Republican Reps. Webster Barnaby of Deltona and Tom Leek of Ormond Beach characterized the property insurance problem as a matter that needs tort and regulatory reforms to reduce insurance fraud, insurance claims abuses and litigation.
Barnaby, who is on the House Insurance & Banking Subcommittee, said he did not think a comprehensive solution was possible in a Special Session, but that he expects it to be addressed next year.
St. Petersburg Republican Sen. Jeff Brandes, and many Democrats, have requested a Special Session to address what they characterize as a looming property insurance “crisis.” They contend many Florida homeowners are suffering from rapidly increasing insurance rates, and note some property insurance companies have collapsed in the past year. That has made insurance increasingly difficult for homeowners to obtain.
Gov. Ron DeSantis has said he would support a Special Session, and Brandes is out to force one.
On Thursday, Barnaby and Leek joined Sen. Tom Wright of Port Orange and Rep. Elizabeth Fetterhoff of DeLand in a Volusia County legislative delegation forum hosted by the Daytona Regional Chamber of Commerce in Daytona Beach. Wright and Fetterhoff did not respond to the insurance question.

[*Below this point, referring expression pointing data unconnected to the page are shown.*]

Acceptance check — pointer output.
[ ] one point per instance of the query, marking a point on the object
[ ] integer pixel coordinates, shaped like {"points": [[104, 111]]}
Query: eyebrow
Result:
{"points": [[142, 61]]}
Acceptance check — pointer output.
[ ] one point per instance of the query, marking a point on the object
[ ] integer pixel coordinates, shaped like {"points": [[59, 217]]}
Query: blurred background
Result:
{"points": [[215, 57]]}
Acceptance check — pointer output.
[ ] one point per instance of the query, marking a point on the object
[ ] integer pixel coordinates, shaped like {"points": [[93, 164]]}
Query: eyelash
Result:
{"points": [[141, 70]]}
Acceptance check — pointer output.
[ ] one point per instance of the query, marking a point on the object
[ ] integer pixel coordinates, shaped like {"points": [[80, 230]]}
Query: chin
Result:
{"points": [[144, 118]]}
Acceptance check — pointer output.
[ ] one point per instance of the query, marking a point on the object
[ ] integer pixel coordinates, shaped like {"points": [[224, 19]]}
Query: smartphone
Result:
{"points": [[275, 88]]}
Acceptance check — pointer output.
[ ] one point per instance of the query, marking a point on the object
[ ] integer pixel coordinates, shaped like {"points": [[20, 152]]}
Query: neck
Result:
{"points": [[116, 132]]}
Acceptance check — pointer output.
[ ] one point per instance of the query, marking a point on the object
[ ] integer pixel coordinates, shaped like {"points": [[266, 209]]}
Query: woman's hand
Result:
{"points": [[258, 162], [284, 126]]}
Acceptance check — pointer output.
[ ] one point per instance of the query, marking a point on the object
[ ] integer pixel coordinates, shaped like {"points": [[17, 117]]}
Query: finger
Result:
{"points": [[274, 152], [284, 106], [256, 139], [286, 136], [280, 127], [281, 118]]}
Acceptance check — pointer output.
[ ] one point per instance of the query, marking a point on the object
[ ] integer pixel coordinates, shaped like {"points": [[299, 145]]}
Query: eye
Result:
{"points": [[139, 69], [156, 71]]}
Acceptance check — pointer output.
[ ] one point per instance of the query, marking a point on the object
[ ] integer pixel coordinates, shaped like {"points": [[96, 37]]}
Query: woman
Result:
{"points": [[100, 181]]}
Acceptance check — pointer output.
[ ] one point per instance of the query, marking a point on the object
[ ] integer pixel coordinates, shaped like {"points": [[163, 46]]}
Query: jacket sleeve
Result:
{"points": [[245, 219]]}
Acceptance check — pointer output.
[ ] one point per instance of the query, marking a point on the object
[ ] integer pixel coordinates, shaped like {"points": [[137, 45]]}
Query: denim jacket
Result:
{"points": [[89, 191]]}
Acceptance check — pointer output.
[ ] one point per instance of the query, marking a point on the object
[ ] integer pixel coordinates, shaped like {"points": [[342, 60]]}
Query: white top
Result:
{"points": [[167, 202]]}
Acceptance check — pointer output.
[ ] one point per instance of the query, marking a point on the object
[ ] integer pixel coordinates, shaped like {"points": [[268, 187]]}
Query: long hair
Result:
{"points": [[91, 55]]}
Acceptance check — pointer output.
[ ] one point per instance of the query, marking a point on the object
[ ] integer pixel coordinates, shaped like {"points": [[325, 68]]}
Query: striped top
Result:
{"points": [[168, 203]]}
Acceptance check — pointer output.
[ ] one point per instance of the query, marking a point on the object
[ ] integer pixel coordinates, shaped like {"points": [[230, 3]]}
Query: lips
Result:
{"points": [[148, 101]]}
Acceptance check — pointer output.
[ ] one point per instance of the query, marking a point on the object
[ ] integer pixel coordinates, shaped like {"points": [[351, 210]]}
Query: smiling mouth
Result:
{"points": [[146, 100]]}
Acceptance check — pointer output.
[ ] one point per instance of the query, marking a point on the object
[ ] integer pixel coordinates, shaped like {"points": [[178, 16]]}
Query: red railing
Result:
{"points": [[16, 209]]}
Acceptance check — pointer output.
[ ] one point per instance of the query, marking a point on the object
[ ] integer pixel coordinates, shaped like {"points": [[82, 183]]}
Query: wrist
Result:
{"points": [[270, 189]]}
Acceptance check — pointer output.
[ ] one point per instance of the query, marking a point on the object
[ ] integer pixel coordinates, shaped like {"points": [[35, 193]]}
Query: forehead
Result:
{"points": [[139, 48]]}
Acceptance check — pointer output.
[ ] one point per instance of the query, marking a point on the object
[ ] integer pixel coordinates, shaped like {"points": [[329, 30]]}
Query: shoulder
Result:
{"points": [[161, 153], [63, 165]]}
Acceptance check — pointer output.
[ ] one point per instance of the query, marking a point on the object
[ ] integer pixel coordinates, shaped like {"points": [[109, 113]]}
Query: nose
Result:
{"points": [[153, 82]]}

Barnaby began by saying his conversations with insurance companies turn to problems with car windshield cracks and water damage claims that too often become more than reasonable fix claims. He said roofs are a problem too.
“The short answer is we have a comprehensive problem that needs to be looked at comprehensively. Many are calling for a Special Session in the Legislature to look at the homeowners’ rising costs for individuals. I think it needs to be more than just a Special Session,” Barnaby said.
Leek chimed in, saying roof damage claims brought by roofing companies are overwhelming insurers, amounting to nearly 80% of all claims and 80% of all roof litigation, indicating the roofing industry has “taken over.”
“It’s not about getting the insured a new roof. It’s about everyone making money in that process,” Leek said.